The audit you can run today
Sample twenty queries from your production logs. For each one, look at the top ten retrieved chunks before rerank, and the top three after. Count how often the correct chunk was in positions four through ten before rerank but in positions one through three after. That number is your rerank earning its keep. If it's above twenty percent, rerank is the cheapest win you have in the whole pipeline.
The broker we opened with had skipped rerank entirely and was forcing every document type through the same chunking grain. Two days of adding a vision rerank and grouping the chunking grain by document type cut the wrong-clause rate from eleven percent to under one percent. Most of our RAG and knowledge-base work follows that same shape: one or two missing steps doing most of the damage.
Pull the twenty queries tonight. Note the rerank delta. Let that single number tell you where the next euro of budget belongs.
Key takeaway
In image RAG, the parts that look like overhead (rerank, render quality, layout detection) usually earn their cost. The parts that look like work often don't.
FAQ
Do I still need image RAG if my model can read PDFs natively?
For one-off questions, no.

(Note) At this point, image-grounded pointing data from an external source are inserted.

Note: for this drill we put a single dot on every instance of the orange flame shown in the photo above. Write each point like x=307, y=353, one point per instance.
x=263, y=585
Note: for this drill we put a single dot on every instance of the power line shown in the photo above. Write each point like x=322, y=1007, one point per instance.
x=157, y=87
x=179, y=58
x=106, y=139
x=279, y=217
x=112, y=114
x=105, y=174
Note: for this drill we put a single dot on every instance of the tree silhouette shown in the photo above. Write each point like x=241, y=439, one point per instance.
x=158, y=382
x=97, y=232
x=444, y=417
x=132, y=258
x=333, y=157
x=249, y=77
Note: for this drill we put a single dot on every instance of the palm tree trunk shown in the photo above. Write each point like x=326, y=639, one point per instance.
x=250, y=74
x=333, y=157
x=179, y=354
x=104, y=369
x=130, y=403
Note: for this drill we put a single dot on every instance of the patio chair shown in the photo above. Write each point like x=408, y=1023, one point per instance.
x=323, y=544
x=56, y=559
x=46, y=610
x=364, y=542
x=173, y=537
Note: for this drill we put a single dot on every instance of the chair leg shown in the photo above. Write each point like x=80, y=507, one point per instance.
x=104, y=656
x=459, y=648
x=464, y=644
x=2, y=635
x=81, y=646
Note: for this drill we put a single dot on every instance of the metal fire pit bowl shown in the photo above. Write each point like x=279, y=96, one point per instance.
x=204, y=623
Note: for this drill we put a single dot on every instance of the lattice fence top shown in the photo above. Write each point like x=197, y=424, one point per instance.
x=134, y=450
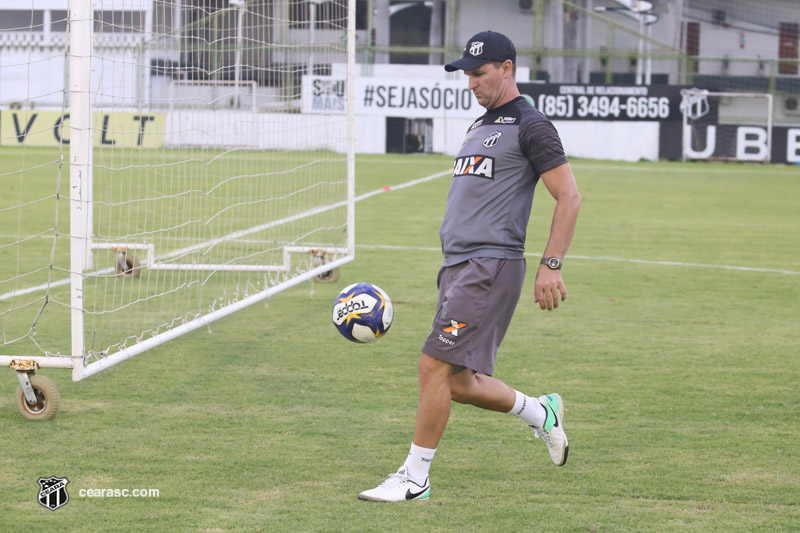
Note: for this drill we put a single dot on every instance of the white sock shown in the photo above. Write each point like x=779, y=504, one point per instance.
x=418, y=463
x=528, y=409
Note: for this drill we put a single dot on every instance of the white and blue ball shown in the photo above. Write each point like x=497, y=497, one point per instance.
x=362, y=312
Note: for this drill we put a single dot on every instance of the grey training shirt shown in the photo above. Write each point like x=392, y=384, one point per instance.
x=494, y=176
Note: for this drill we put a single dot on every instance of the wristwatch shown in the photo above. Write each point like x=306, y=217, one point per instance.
x=553, y=263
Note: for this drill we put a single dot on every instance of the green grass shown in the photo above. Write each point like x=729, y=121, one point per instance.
x=680, y=382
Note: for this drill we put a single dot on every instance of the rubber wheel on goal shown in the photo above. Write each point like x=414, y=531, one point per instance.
x=48, y=399
x=329, y=277
x=131, y=269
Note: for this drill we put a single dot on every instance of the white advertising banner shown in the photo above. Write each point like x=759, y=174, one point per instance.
x=393, y=97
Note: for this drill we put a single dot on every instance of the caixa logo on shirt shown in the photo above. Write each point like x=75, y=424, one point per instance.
x=474, y=165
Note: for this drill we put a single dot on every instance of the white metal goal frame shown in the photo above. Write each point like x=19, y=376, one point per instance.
x=38, y=393
x=695, y=105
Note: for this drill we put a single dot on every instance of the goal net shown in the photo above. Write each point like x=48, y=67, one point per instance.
x=157, y=169
x=726, y=126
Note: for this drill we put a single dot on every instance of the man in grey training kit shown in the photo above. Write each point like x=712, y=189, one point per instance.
x=505, y=153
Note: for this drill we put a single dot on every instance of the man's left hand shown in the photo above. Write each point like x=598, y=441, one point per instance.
x=547, y=288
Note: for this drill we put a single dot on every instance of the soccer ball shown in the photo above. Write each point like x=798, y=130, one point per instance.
x=362, y=312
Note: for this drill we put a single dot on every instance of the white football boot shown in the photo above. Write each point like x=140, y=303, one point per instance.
x=552, y=432
x=397, y=488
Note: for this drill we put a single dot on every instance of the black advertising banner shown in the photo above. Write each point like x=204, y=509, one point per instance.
x=605, y=102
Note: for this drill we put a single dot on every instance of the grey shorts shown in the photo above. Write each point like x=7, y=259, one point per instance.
x=477, y=299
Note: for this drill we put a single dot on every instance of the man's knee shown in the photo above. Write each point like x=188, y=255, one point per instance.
x=461, y=386
x=432, y=369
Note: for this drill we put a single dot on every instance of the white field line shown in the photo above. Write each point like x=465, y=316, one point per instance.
x=237, y=234
x=412, y=183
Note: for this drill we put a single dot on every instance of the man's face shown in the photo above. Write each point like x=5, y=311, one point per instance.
x=487, y=83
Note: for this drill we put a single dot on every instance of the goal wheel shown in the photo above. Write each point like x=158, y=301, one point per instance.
x=320, y=257
x=48, y=399
x=128, y=266
x=328, y=277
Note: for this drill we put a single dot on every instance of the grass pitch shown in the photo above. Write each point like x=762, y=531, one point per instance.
x=675, y=352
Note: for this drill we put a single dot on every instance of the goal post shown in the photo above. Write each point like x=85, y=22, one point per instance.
x=194, y=183
x=726, y=126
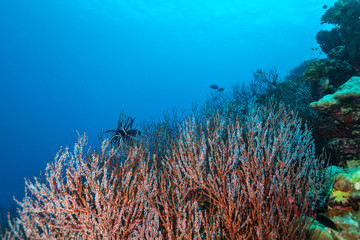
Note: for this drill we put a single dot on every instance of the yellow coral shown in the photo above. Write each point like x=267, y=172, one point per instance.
x=340, y=197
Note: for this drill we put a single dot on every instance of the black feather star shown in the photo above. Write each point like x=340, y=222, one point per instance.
x=124, y=131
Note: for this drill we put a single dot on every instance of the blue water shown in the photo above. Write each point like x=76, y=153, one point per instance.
x=68, y=65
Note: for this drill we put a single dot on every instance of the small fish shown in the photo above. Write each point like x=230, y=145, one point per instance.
x=258, y=73
x=324, y=83
x=214, y=86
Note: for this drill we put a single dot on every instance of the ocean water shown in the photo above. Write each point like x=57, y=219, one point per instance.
x=75, y=65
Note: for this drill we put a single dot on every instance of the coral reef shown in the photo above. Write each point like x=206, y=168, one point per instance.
x=220, y=179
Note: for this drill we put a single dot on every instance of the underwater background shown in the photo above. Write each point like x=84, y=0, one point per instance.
x=75, y=65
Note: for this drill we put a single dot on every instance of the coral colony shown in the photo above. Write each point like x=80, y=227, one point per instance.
x=270, y=159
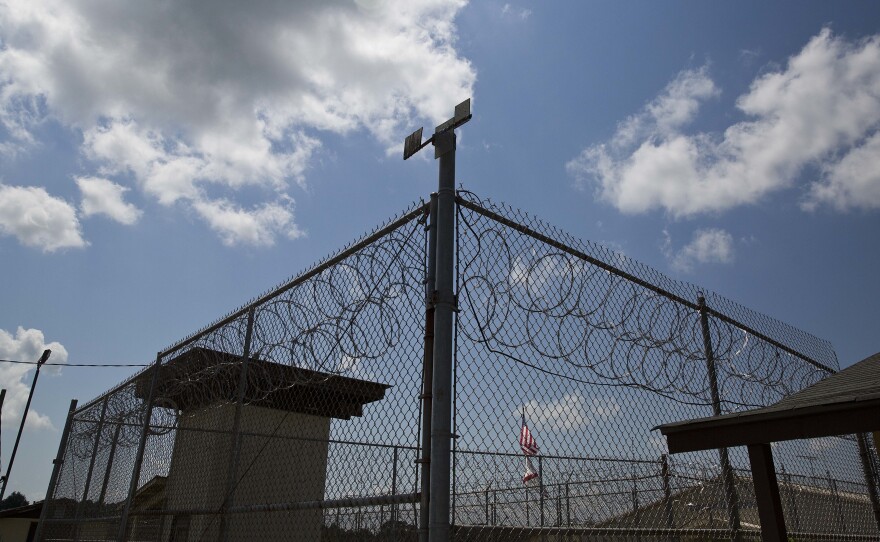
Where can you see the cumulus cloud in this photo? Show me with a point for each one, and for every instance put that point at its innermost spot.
(242, 226)
(25, 345)
(822, 110)
(38, 220)
(513, 11)
(191, 101)
(710, 245)
(104, 197)
(572, 411)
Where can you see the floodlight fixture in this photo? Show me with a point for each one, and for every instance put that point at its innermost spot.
(414, 143)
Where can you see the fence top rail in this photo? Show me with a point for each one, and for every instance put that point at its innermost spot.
(417, 210)
(480, 209)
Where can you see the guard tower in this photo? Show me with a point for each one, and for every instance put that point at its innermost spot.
(284, 425)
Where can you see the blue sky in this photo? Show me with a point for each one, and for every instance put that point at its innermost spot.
(161, 164)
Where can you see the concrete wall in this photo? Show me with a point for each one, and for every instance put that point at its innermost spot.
(15, 529)
(288, 466)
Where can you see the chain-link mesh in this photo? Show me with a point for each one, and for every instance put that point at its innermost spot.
(296, 417)
(591, 350)
(299, 416)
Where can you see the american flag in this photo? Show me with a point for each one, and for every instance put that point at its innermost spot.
(526, 441)
(531, 472)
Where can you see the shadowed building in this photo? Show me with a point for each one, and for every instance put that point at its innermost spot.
(281, 457)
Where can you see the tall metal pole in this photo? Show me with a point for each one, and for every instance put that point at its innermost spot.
(139, 456)
(444, 305)
(27, 406)
(56, 469)
(428, 371)
(726, 470)
(444, 308)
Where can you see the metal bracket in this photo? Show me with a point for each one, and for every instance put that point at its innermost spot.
(413, 142)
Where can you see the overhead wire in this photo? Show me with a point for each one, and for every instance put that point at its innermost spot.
(75, 364)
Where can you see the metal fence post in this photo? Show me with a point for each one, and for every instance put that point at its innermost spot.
(428, 370)
(870, 476)
(541, 488)
(139, 457)
(441, 415)
(88, 483)
(56, 470)
(727, 476)
(232, 469)
(667, 494)
(27, 407)
(110, 457)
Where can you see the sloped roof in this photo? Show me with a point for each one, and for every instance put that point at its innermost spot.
(844, 403)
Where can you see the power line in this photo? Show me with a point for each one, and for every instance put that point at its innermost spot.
(76, 364)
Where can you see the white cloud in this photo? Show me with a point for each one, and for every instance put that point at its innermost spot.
(25, 345)
(572, 411)
(822, 109)
(192, 98)
(513, 11)
(104, 197)
(39, 220)
(710, 245)
(852, 182)
(257, 226)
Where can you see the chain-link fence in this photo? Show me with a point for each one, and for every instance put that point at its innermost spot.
(591, 350)
(301, 415)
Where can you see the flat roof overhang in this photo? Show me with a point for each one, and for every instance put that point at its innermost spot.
(201, 377)
(774, 424)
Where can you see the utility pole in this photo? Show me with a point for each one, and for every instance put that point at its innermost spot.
(444, 302)
(27, 406)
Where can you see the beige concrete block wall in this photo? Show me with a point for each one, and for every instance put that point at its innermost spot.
(283, 459)
(14, 529)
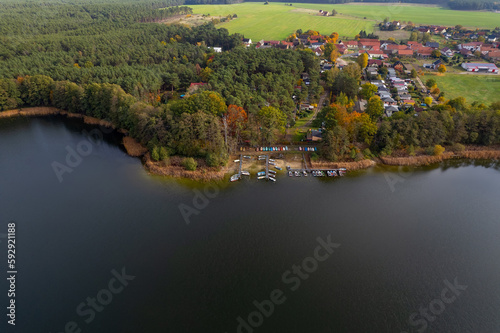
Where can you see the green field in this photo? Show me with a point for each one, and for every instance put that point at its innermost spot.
(425, 14)
(481, 88)
(276, 21)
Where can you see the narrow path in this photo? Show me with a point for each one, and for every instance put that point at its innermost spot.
(320, 105)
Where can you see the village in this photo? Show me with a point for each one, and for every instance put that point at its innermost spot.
(395, 67)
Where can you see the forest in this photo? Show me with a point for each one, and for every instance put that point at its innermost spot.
(112, 60)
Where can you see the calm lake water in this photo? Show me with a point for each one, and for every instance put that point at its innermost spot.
(400, 241)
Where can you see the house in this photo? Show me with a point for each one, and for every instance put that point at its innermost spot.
(375, 63)
(447, 52)
(492, 38)
(434, 45)
(341, 48)
(404, 96)
(480, 67)
(436, 64)
(372, 71)
(372, 44)
(424, 52)
(351, 44)
(313, 135)
(414, 45)
(390, 109)
(388, 101)
(494, 55)
(466, 53)
(376, 54)
(473, 46)
(405, 53)
(395, 47)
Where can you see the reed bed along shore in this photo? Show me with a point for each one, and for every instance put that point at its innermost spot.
(350, 166)
(174, 167)
(474, 154)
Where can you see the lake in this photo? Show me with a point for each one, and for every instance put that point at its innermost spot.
(102, 246)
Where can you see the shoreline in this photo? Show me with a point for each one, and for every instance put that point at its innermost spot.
(204, 173)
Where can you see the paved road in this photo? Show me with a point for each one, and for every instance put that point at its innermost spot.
(320, 105)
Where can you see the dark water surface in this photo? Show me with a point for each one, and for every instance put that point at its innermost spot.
(401, 237)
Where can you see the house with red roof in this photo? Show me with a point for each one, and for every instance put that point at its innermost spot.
(405, 53)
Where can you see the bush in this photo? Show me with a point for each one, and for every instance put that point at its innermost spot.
(368, 154)
(458, 147)
(155, 155)
(438, 150)
(411, 150)
(213, 160)
(163, 154)
(190, 164)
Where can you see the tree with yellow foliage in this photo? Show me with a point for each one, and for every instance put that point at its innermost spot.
(362, 60)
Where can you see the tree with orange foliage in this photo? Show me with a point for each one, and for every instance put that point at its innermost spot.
(236, 118)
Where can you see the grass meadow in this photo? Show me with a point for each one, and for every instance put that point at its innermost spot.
(474, 87)
(276, 20)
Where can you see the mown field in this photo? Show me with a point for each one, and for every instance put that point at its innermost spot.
(425, 14)
(276, 21)
(481, 88)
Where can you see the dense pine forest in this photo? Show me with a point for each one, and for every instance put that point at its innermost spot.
(167, 86)
(113, 60)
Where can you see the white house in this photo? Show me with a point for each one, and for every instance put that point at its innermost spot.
(476, 67)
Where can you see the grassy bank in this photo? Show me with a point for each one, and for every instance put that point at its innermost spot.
(481, 88)
(276, 21)
(424, 14)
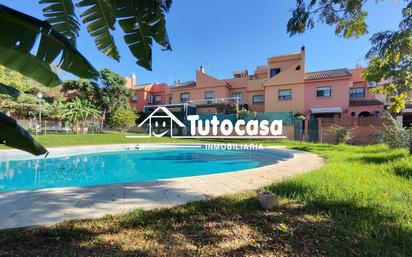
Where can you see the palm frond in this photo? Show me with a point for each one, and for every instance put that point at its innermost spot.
(8, 90)
(142, 21)
(100, 19)
(19, 35)
(60, 14)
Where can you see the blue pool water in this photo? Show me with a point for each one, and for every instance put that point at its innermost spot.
(127, 166)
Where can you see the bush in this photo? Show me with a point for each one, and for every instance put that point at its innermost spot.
(402, 167)
(343, 134)
(123, 119)
(394, 135)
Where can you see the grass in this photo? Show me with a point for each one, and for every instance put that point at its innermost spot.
(57, 140)
(358, 204)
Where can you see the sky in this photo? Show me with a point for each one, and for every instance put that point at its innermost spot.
(229, 35)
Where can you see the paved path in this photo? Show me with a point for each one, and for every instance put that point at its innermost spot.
(49, 206)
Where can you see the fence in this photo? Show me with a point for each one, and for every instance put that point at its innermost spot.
(364, 129)
(54, 126)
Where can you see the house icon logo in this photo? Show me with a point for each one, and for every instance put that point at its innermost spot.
(162, 117)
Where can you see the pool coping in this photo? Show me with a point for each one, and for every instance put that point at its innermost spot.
(50, 206)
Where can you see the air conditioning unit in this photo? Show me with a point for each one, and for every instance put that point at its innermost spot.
(371, 84)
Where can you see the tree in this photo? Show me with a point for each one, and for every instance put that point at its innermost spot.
(107, 92)
(123, 118)
(77, 112)
(142, 22)
(30, 46)
(390, 58)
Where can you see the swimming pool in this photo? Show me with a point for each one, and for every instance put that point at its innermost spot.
(128, 165)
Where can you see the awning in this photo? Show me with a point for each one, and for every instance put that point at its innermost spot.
(326, 110)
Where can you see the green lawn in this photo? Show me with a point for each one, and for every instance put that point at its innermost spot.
(56, 140)
(358, 204)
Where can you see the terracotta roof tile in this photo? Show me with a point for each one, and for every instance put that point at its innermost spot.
(327, 74)
(365, 102)
(184, 85)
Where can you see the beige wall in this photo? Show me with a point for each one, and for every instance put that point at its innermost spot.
(273, 104)
(289, 78)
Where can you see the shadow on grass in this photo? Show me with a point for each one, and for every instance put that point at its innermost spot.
(226, 226)
(359, 230)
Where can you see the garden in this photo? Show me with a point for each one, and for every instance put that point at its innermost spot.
(358, 204)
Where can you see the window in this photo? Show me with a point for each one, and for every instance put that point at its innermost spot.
(274, 72)
(238, 95)
(157, 99)
(209, 95)
(358, 92)
(323, 92)
(258, 99)
(284, 94)
(184, 97)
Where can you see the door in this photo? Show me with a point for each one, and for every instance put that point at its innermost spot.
(313, 130)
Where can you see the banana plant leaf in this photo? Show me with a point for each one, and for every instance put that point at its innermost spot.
(13, 135)
(29, 46)
(8, 90)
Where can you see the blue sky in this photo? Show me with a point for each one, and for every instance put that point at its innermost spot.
(229, 35)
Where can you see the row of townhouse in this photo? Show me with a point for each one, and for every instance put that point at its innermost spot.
(282, 85)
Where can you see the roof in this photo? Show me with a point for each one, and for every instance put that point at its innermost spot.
(184, 85)
(328, 74)
(326, 110)
(365, 102)
(167, 113)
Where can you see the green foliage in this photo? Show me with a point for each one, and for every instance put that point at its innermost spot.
(20, 34)
(12, 135)
(390, 61)
(394, 135)
(402, 167)
(242, 113)
(8, 90)
(60, 14)
(123, 119)
(77, 111)
(343, 134)
(108, 92)
(142, 23)
(348, 16)
(390, 58)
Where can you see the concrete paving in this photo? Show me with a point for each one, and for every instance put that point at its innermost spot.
(49, 206)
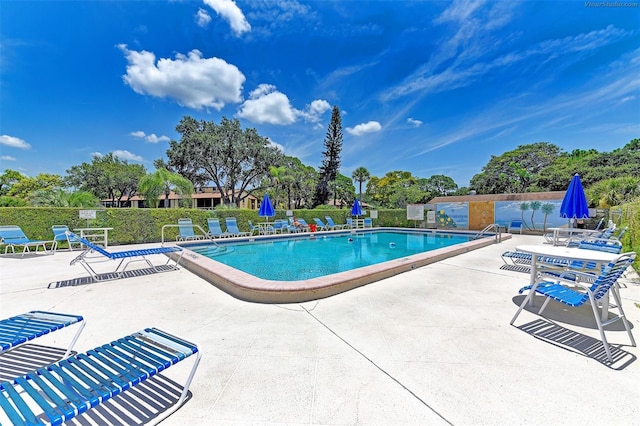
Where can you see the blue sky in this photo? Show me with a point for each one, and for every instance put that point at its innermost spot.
(424, 86)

For repeated queries over a large corpus, retrieval is still cheaper and more auditable. Native vision context cost scales linearly with corpus size; retrieval doesn't.
Is ColPali always better than single-vector CLIP?
No. For pure photo or UI-screenshot corpora without layout, single-vector CLIP or SigLIP is fine and roughly 100x cheaper to store. ColPali earns out on document pages with mixed text and figures.
How much does a rerank pass actually cost per query?
Vision-aware rerankers from Cohere, Voyage and Jina run a fraction of a cent per query at top-50. The cost is negligible compared with embedding storage or LLM inference.
What's the fastest way to tell if my pipeline is missing rerank?
Sample twenty production queries. If the correct chunk often appears in positions four through ten of your raw retrieval, you're losing answers a rerank pass would have saved.